You may wonder why I didn't mention any vendors by name when I discussed the potential technology that can assist in an e-discovery event. Ticking off the names of a few vendors might be helpful, but a little advice on selecting hardware and software products to support your litigation processes would probably be far more useful. When evaluating vendors, I suggest asking how internal counsel at these technology providers handle their legal matters.

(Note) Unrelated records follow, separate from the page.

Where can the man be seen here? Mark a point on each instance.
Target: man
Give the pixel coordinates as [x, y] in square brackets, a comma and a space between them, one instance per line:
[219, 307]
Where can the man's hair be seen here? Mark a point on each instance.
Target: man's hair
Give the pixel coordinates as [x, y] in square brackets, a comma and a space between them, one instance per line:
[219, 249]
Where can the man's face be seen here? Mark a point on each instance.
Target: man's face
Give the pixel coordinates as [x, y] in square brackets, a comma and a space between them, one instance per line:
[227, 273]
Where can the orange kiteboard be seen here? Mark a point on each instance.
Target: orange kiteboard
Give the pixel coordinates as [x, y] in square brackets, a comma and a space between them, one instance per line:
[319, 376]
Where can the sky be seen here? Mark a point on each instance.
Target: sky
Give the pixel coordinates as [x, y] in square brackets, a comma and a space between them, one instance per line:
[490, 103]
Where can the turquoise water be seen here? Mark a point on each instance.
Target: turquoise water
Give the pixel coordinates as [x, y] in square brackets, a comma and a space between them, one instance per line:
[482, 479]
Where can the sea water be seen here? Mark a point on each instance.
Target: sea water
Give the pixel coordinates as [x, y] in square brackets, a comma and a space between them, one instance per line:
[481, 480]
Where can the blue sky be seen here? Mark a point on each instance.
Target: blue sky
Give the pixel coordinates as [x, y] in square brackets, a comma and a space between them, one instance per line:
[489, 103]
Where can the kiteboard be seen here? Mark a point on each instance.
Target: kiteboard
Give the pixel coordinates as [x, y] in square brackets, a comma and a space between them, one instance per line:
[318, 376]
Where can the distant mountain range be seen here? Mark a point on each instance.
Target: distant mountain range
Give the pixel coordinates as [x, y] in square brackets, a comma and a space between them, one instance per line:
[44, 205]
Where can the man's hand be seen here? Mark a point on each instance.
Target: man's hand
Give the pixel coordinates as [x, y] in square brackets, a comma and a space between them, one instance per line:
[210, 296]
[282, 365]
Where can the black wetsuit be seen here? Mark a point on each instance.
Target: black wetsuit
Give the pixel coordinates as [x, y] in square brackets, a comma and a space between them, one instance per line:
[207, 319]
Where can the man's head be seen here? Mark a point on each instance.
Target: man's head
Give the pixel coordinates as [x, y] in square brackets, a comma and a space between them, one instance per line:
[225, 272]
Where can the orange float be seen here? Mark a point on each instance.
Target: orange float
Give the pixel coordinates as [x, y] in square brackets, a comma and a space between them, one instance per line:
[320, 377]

Over the past few months, I've met with a few vendors that have grappled with the "people" part of the e-discovery process. EMC's associate general counsel is working with internal IT resources to facilitate e-discovery processes and, as a result, is also the lead for the company's e-discovery products. Attenex, a maker of content analytic software for e-discovery, was spun off from a large Seattle-based law firm. Computer Associates, via acquisition, boasts some legal supervision capabilities with product management headed up by an attorney. Zantaz picked up significant legal talent when it acquired Steelpoint Technologies.
These vendors are trying to avoid the "cobbler's children have no shoes" syndrome, but by no means do they represent a comprehensive list of e-discovery vendors in the marketplace today. But having met with the legal experts in these companies, I'm comfortable they understand that people and processes are just as important to the e-discovery process as any hardware or software they may sell.
"If you store it, they--regulators and litigators--will come" might not be a terribly original or creative tagline, but it underscores the importance of taking e-discovery seriously. Companies must prepare to mitigate the risk and cost associated with electronic discoveries. The alternative just might be seeing your company sharing headlines with the likes of Enron, ImClone and MCI.